A powerful AI-powered accent detection application built with Streamlit that can analyze speech accents from audio files or video URLs. The app uses advanced machine learning to identify different English accents with high accuracy.
- Audio File Analysis: Upload audio files (WAV, MP3, FLAC, M4A, OGG) for accent detection
- Video URL Analysis: Extract audio from video URLs (YouTube and other platforms) and analyze accents
- Real-time Results: Get instant accent predictions with confidence scores
- Multiple Accent Support: Detects various English accents including American, British, Australian, and more
- Detailed Analytics: View probability distributions for all detected accents
- Clean Interface: Modern, user-friendly Streamlit interface
This application uses the HamzaSidhu786/speech-accent-detection model from Hugging Face: 🔗 Model Link: https://huggingface.co/HamzaSidhu786/speech-accent-detection
You can check it out in action here: 🔗 Space Link: [https://huggingface.co/spaces/HeyChriss/accent-detector-ai}
- Base Architecture: Fine-tuned Facebook Wav2Vec2-base model
- Training Dataset: CSTR-Edinburgh/VCTK dataset
- Accuracy: 99.55% on evaluation set
- Framework: PyTorch + Transformers
- Model Size: 94.6M parameters
- License: Apache 2.0
The model achieves exceptional performance with a validation loss of 0.0441 and was trained for 10 epochs using advanced hyperparameters and mixed precision training.
- Python 3.8+
- pip package manager
-
Clone the repository:
git clone https://github.com/heychriss/accent-detector-ai.git cd accent-detector-ai -
Install dependencies:
pip install -r requirements.txt
-
Run the application:
streamlit run streamlit_app.py
-
Open your browser and navigate to
http://localhost:8501
- Click on the "📁 Upload Audio File" tab
- Choose an audio file from your device
- Click "Analyze Accent" button
- View the results with confidence scores
- Click on the "🔗 Video URL" tab
- Paste a video URL (YouTube, etc.)
- Click "Analyze Accent" button
- The app will download, extract audio, and analyze the accent
- Predicted Accent: The most likely accent detected
- Confidence: Percentage confidence in the prediction
- Probability Distribution: Shows all possible accents with their probabilities
- Source Information: Details about the analyzed file or URL
accent-detector-ai/
├── streamlit_app.py # Main Streamlit application
├── accent_detector.py # Core accent detection logic
├── model.py # Model loading and management
├── video_downloader.py # Video URL processing
├── logger.py # Logging configuration
├── requirements.txt # Python dependencies
├── test/ # Test files
│ ├── test_accent_detector.py
│ ├── test_model.py
│ └── test_video_downloader.py
├── .streamlit/ # Streamlit configuration
│ └── config.toml
└── README.md # This file
The application includes comprehensive tests that run automatically on startup:
- Test Coverage: Accent detector, model loading, video downloader
- Automated Testing: Tests run silently in background during app initialization
- Console Logging: Test results are logged to console for development monitoring
- Frontend: Streamlit for web interface
- ML Framework: PyTorch + Transformers
- Audio Processing: librosa for audio analysis
- Video Processing: yt-dlp for video URL handling
- Logging: Python logging with custom configuration
- AccentDetector: Main class handling accent prediction
- ModelManager: Handles model loading and caching
- VideoDownloader: Manages video URL processing and audio extraction
- Logger: Centralized logging system
- Model Caching: Models are cached using Streamlit's
@st.cache_resource - Efficient Processing: Optimized audio preprocessing and inference
- Memory Management: Proper cleanup of temporary files
The model can detect various English accents including but not limited to:
- American English
- British English
- Australian English
- Canadian English
- Irish English
- Scottish English
- And more regional variations
For complete accent list and detailed model performance, visit the model page.
Contributions are welcome!
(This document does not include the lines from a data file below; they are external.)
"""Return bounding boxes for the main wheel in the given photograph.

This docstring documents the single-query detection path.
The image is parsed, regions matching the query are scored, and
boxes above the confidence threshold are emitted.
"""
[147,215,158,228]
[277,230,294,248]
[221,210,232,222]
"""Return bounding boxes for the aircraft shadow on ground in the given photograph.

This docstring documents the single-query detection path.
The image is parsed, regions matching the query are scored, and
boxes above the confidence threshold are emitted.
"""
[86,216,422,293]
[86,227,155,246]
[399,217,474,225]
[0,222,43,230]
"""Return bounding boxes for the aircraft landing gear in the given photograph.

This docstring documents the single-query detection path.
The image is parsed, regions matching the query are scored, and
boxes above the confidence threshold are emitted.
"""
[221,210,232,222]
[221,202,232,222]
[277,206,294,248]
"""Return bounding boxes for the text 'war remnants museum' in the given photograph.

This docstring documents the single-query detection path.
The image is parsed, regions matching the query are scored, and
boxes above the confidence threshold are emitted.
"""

Please feel free to submit a Pull Request. For major changes, please open an issue first to discuss what you would like to change.
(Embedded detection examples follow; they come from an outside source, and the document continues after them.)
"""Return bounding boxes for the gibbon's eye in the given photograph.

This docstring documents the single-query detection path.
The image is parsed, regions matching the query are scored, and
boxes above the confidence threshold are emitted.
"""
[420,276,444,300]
This version works correctly, and there are no issues with YouTube cookies; however, in the HuggingFace Space, there might be issues related to cookies because there is no browser in HuggingFace therefore, some issues downloading from YouTube might be present. I am working on a way to download cookies manually to use in HuggingFace, but locally works perfectly locally.
This project is licensed under the MIT License - see the LICENSE file for details.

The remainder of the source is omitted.